Maurice De Vlaminck - The colors of the wild beasts

Proudly self-taught, Maurice de Vlaminck, born in Paris, the son of musicians, was supposed to become a violinist. At the age of 24 he visited an exhibition and saw some paintings by Van Gogh: he wanted to become a painter and use colors like him.

Critics invented the nickname "wild beasts" (fauve) to bring together painters with characteristics similar to De Vlaminck. Use of pure colors without correspondence with reality, abolition of perspective, use of a marked contour line.

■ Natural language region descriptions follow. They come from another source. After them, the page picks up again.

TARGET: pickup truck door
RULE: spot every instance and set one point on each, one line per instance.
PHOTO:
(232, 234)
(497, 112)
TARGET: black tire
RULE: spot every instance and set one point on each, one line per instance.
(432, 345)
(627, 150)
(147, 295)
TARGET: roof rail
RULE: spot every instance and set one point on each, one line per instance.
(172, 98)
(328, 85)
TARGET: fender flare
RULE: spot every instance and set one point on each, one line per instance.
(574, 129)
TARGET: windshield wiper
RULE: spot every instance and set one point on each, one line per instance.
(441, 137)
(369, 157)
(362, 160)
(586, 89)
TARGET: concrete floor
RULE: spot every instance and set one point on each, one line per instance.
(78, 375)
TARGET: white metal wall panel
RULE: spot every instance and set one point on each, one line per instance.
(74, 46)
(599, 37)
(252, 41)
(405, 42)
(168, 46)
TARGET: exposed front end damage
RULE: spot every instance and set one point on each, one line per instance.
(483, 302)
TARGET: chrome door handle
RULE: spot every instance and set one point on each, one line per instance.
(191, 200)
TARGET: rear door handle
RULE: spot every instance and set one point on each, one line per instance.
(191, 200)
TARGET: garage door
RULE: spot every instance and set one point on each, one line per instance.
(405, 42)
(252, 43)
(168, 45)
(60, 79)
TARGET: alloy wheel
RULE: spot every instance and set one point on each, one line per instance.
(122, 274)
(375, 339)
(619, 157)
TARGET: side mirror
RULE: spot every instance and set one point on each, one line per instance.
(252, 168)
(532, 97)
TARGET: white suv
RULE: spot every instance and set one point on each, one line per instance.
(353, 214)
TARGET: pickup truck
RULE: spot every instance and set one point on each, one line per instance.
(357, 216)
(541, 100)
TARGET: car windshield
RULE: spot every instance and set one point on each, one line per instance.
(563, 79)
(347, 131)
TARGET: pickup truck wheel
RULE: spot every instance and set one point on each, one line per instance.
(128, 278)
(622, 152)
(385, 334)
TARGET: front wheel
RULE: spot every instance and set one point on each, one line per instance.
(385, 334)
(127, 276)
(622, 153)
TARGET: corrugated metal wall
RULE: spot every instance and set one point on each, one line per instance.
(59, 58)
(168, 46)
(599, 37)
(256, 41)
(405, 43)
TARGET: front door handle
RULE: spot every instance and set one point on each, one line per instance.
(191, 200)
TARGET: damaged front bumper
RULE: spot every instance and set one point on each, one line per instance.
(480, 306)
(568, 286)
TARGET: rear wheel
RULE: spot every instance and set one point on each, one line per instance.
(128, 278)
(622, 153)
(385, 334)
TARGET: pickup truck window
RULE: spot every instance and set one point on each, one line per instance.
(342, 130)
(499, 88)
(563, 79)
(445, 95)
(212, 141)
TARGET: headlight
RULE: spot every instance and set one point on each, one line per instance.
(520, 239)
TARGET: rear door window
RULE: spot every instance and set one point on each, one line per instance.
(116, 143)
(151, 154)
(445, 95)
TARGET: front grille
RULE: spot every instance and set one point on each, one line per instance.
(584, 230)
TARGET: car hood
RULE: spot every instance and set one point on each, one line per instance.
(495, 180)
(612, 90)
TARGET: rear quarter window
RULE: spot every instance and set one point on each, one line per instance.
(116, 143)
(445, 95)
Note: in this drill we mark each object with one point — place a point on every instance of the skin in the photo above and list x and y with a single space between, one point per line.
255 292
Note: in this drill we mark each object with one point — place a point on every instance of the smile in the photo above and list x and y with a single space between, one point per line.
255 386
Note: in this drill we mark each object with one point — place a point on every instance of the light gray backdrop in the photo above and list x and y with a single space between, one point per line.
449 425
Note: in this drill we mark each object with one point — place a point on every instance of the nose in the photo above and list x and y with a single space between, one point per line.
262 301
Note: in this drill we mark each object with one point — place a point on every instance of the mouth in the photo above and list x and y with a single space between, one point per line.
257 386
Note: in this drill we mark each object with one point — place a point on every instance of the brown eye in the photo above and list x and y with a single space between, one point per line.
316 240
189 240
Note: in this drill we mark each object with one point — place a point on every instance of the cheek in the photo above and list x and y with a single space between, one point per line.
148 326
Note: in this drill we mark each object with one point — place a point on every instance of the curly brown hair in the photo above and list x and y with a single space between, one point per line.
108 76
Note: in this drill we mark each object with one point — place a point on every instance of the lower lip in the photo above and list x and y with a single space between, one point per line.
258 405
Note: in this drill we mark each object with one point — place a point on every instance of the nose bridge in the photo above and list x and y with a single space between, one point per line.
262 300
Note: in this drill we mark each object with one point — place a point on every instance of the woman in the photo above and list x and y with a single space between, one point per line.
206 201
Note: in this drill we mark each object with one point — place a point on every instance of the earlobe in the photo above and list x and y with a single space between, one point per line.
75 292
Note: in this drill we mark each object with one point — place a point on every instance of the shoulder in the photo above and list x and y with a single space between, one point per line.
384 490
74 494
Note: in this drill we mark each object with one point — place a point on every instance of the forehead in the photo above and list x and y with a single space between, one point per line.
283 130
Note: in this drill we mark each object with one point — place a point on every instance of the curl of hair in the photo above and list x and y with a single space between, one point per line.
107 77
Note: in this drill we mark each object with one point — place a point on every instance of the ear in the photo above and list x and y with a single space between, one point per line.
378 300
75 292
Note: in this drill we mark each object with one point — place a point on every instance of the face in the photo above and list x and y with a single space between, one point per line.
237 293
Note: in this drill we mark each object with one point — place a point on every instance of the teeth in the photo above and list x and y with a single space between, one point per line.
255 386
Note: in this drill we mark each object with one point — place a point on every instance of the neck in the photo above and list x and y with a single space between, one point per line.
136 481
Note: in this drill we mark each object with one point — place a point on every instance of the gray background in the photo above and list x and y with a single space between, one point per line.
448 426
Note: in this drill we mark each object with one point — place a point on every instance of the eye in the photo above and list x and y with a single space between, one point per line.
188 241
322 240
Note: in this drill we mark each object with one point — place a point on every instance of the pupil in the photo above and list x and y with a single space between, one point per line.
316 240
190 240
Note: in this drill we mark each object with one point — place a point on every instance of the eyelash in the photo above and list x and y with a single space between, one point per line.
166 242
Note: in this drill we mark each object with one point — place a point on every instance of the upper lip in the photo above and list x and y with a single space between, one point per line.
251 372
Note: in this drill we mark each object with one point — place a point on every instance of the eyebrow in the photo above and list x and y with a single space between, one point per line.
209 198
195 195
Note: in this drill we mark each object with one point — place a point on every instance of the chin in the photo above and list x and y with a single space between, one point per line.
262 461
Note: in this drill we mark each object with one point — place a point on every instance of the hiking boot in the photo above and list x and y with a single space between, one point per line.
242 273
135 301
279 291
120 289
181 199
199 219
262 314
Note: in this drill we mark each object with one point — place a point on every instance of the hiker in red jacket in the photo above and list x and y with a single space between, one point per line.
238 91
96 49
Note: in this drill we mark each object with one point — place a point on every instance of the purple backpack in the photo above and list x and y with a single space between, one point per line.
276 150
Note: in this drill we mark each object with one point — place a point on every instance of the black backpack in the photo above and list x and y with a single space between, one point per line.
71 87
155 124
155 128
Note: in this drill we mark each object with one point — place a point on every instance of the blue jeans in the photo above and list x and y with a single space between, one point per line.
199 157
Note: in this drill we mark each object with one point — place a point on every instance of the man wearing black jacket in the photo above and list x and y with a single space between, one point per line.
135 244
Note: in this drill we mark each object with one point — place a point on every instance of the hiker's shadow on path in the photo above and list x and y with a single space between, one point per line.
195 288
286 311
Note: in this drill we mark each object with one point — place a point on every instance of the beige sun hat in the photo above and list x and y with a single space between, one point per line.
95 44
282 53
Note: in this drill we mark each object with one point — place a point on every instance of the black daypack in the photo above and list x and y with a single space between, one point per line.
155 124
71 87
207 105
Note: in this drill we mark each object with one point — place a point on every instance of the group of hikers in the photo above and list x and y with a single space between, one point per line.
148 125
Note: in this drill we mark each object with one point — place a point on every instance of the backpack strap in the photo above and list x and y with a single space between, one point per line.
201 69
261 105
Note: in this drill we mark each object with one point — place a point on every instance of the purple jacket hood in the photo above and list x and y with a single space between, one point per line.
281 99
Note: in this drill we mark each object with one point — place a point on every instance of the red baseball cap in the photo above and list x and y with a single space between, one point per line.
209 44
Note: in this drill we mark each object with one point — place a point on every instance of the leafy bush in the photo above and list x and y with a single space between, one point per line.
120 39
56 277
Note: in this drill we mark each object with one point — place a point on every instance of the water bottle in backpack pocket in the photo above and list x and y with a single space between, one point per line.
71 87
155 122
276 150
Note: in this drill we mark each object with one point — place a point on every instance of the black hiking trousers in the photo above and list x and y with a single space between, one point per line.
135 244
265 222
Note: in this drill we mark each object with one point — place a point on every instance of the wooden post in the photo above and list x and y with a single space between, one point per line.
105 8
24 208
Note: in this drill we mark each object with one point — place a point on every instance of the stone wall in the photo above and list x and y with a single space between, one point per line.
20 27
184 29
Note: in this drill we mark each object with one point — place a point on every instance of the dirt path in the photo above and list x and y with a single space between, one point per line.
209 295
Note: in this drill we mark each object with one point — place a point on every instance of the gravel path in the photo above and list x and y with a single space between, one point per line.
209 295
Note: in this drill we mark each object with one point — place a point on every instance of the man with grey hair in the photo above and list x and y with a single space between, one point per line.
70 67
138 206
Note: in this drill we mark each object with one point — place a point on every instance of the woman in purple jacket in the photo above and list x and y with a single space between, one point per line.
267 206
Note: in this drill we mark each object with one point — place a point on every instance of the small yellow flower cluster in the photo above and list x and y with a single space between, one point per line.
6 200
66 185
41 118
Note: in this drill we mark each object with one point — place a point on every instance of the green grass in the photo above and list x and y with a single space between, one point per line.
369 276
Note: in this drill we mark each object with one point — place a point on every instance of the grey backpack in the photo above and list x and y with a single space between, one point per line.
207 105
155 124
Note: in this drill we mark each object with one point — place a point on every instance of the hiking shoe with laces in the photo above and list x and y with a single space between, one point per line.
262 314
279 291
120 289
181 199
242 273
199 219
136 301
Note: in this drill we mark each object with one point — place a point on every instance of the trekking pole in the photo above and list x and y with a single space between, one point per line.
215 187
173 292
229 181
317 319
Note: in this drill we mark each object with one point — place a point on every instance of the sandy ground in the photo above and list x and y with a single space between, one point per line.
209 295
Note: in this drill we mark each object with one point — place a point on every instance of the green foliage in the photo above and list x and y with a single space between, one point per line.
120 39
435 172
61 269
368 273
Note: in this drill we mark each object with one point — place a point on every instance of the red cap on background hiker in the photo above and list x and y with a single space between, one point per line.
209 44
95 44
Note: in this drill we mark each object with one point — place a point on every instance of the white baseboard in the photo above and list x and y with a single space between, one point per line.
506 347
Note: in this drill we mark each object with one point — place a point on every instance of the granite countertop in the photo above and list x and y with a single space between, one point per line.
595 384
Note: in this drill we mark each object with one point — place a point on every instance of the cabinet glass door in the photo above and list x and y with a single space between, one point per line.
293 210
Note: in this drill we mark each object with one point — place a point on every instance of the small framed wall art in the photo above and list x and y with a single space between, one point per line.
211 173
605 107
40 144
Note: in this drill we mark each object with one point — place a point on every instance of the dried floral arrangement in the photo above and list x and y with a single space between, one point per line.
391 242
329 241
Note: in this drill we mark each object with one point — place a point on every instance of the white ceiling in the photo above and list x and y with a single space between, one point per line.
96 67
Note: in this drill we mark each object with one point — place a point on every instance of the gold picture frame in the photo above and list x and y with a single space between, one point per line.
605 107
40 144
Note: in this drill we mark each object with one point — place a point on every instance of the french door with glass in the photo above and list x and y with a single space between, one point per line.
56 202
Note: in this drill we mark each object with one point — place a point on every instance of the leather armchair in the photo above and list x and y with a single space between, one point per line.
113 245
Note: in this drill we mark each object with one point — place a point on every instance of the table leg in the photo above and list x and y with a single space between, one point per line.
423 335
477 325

For the "fauves" (Matisse, Derain, Dufy and others) nature is only a pretext from which to take lines and spaces and recompose them to give colors the possibility of expressing themselves directly.

Here the tree trunks turn red, the orange sky and blue leaves. The color, sometimes, spread directly from the tube without even using the brush.

Van Gogh had freed painting from the obligation of fidelity to the real datum, overcoming even the impressionist experience. And the "fauves", which never became a real movement due to the lack of a program and organic cohesion among the painters, were however the link to expressionism.

They affirmed and wanted a free, immediate art, without social, philosophical or literary implications, almost the opposite of contemporary Cubism.

“I didn't ask for anything. Life has given me everything. I did what I could, I painted what I saw »Maurice De Vlaminck.